Tout cela était su mais on en a désormais l’irréfutable preuve. Dans un rapport confidentiel dévoilé, hier, par la BBC et le Times de Londres, l’Otan écrit que les services secrets pakistanais, l’Isi, aident, protègent et pilotent les taliban afghans qui sont plus forts que jamais et bénéficient d’un soutien populaire croissant.

Fondé sur 27 000 interrogatoires de 4000 prisonniers faits dans les ranges des taliban et d’al Qaëda, ce report indique que la manipulation par le Pakistan de la direction des taliban se poursuit sans relâche, que ses services secrets prêtent la main à la préparation d’attaques contre les forces d’intervention étrangères, que le Pakistan sait parfaitement bien où se trouvent les dirigeants taliban et que l’un des plus célèbres d’entre eux, Nasiruddin Haqqani, vit tout près du siège de l’Isi à Islamabad, la capitale pakistanaise.

Cité par ce rapport, un prisonnier d’al Qaëda dit que « les taliban ne sont pas l’islam mais Islamabad » et il ressort également de ces interrogatoires que la collaboration secrète entre les forces de sécurité afghanes et les taliban ne fait que se développer, que la population préfère s’appuyer sur les taliban qui se financent par le trafic de drogue que sur les autorités qui sont trop corrompues et que les taliban freinent délibérément leurs opérations dans certaines régions afin que les troupes étrangères les croient pacifiées et qu’ils puissent alors en prendre les commandes à bas bruit.
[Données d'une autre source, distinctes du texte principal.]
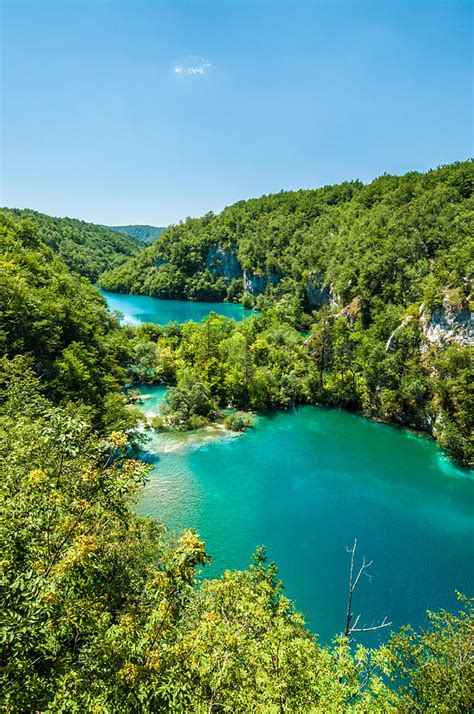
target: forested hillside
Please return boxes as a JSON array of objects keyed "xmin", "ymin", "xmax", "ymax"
[
  {"xmin": 2, "ymin": 208, "xmax": 142, "ymax": 282},
  {"xmin": 0, "ymin": 214, "xmax": 473, "ymax": 713},
  {"xmin": 106, "ymin": 225, "xmax": 165, "ymax": 243},
  {"xmin": 101, "ymin": 162, "xmax": 474, "ymax": 308}
]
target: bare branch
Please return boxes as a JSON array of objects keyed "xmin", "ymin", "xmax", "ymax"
[{"xmin": 344, "ymin": 538, "xmax": 392, "ymax": 638}]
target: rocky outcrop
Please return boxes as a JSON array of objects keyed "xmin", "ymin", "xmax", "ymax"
[
  {"xmin": 419, "ymin": 300, "xmax": 474, "ymax": 348},
  {"xmin": 244, "ymin": 270, "xmax": 280, "ymax": 295},
  {"xmin": 306, "ymin": 272, "xmax": 332, "ymax": 308},
  {"xmin": 205, "ymin": 243, "xmax": 243, "ymax": 280},
  {"xmin": 385, "ymin": 315, "xmax": 413, "ymax": 352}
]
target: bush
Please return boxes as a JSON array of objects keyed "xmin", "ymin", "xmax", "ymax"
[
  {"xmin": 224, "ymin": 412, "xmax": 253, "ymax": 431},
  {"xmin": 187, "ymin": 414, "xmax": 207, "ymax": 429}
]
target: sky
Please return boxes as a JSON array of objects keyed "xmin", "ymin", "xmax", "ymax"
[{"xmin": 0, "ymin": 0, "xmax": 473, "ymax": 226}]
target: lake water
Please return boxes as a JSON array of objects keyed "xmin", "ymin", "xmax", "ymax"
[
  {"xmin": 139, "ymin": 388, "xmax": 474, "ymax": 644},
  {"xmin": 99, "ymin": 290, "xmax": 255, "ymax": 325}
]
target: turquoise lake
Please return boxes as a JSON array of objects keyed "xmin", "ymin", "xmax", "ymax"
[
  {"xmin": 139, "ymin": 387, "xmax": 474, "ymax": 645},
  {"xmin": 99, "ymin": 290, "xmax": 255, "ymax": 325}
]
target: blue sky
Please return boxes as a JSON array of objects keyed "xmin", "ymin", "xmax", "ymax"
[{"xmin": 1, "ymin": 0, "xmax": 473, "ymax": 225}]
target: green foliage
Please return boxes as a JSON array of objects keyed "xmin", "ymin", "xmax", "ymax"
[
  {"xmin": 0, "ymin": 212, "xmax": 138, "ymax": 429},
  {"xmin": 94, "ymin": 161, "xmax": 474, "ymax": 464},
  {"xmin": 1, "ymin": 208, "xmax": 141, "ymax": 282},
  {"xmin": 163, "ymin": 375, "xmax": 218, "ymax": 429},
  {"xmin": 0, "ymin": 364, "xmax": 474, "ymax": 713},
  {"xmin": 224, "ymin": 412, "xmax": 253, "ymax": 431},
  {"xmin": 104, "ymin": 225, "xmax": 165, "ymax": 243}
]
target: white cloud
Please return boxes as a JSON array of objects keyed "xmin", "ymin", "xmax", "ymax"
[{"xmin": 174, "ymin": 59, "xmax": 212, "ymax": 76}]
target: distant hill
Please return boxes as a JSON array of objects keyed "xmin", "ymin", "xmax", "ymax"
[
  {"xmin": 108, "ymin": 226, "xmax": 165, "ymax": 243},
  {"xmin": 1, "ymin": 208, "xmax": 143, "ymax": 282}
]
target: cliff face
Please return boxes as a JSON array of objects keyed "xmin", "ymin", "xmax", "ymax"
[
  {"xmin": 244, "ymin": 270, "xmax": 280, "ymax": 295},
  {"xmin": 420, "ymin": 301, "xmax": 474, "ymax": 348}
]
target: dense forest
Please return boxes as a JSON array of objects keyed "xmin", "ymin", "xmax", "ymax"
[
  {"xmin": 105, "ymin": 225, "xmax": 165, "ymax": 243},
  {"xmin": 2, "ymin": 208, "xmax": 142, "ymax": 282},
  {"xmin": 99, "ymin": 162, "xmax": 474, "ymax": 464},
  {"xmin": 0, "ymin": 212, "xmax": 474, "ymax": 713}
]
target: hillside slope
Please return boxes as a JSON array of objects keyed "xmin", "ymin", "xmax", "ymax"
[
  {"xmin": 104, "ymin": 225, "xmax": 165, "ymax": 243},
  {"xmin": 101, "ymin": 161, "xmax": 474, "ymax": 309},
  {"xmin": 1, "ymin": 208, "xmax": 143, "ymax": 282},
  {"xmin": 100, "ymin": 162, "xmax": 474, "ymax": 464}
]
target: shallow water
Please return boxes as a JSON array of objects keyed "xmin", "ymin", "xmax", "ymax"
[
  {"xmin": 135, "ymin": 388, "xmax": 474, "ymax": 644},
  {"xmin": 99, "ymin": 290, "xmax": 255, "ymax": 326}
]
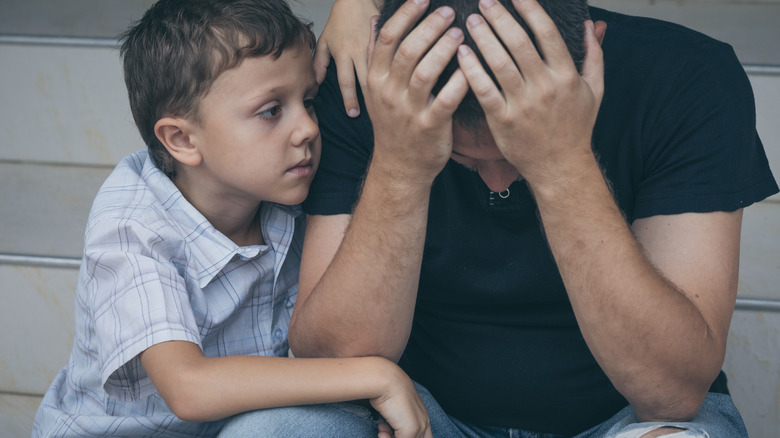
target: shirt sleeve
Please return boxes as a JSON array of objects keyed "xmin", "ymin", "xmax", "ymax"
[
  {"xmin": 303, "ymin": 62, "xmax": 374, "ymax": 215},
  {"xmin": 634, "ymin": 41, "xmax": 778, "ymax": 218},
  {"xmin": 82, "ymin": 216, "xmax": 201, "ymax": 401}
]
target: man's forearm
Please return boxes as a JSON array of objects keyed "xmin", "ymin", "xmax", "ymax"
[
  {"xmin": 290, "ymin": 166, "xmax": 430, "ymax": 361},
  {"xmin": 532, "ymin": 159, "xmax": 725, "ymax": 420}
]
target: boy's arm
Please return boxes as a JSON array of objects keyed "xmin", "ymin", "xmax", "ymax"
[{"xmin": 140, "ymin": 341, "xmax": 431, "ymax": 437}]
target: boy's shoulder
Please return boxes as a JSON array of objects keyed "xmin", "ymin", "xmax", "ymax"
[
  {"xmin": 87, "ymin": 149, "xmax": 181, "ymax": 229},
  {"xmin": 84, "ymin": 150, "xmax": 193, "ymax": 252}
]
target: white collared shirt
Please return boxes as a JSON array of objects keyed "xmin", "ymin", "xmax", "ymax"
[{"xmin": 33, "ymin": 150, "xmax": 304, "ymax": 437}]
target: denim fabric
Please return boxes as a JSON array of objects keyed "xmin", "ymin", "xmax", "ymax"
[{"xmin": 219, "ymin": 383, "xmax": 748, "ymax": 438}]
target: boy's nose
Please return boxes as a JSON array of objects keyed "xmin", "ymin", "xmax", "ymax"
[{"xmin": 292, "ymin": 111, "xmax": 320, "ymax": 146}]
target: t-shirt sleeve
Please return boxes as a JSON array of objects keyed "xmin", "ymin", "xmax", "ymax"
[
  {"xmin": 634, "ymin": 41, "xmax": 778, "ymax": 218},
  {"xmin": 303, "ymin": 62, "xmax": 374, "ymax": 215},
  {"xmin": 81, "ymin": 220, "xmax": 200, "ymax": 401}
]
On ne sait bien sûr pas qui a procuré ce rapport au Times et à la BBC mais cette fuite impose comme jamais l’idée que les Américains et leurs alliés ont perdu cette guerre. Alors qu’ils avaient été accueillis en libérateurs il y a onze ans, ils l’ont perdue parce que Georges Bush avait mobilisé en Irak toutes les forces et l’argent qu’il aurait fallu pour la gagner. Ils l’ont perdue parce que les Afghans n’ont pas vu arriver les routes, les écoles et les hôpitaux dont ils avaient espéré bénéficier après vingt ans de guerre provoqués par l’intervention soviétique de 1979. Ils l’ont perdue parce qu’ils n’ont en conséquence pas su s’attacher la population, que cela a permis aux taliban de reconquérir une région après l’autre et que le Pakistan, surtout, en a tiré la conclusion que les Américains partiraient en laissant les taliban revenir aux commandes et qu’il lui fallait donc jouer une alliance avec eux pour contrôler le pays après le départ des Etats-Unis et pouvoir opposer un ensemble musulman à l’Inde, son ennemie historique.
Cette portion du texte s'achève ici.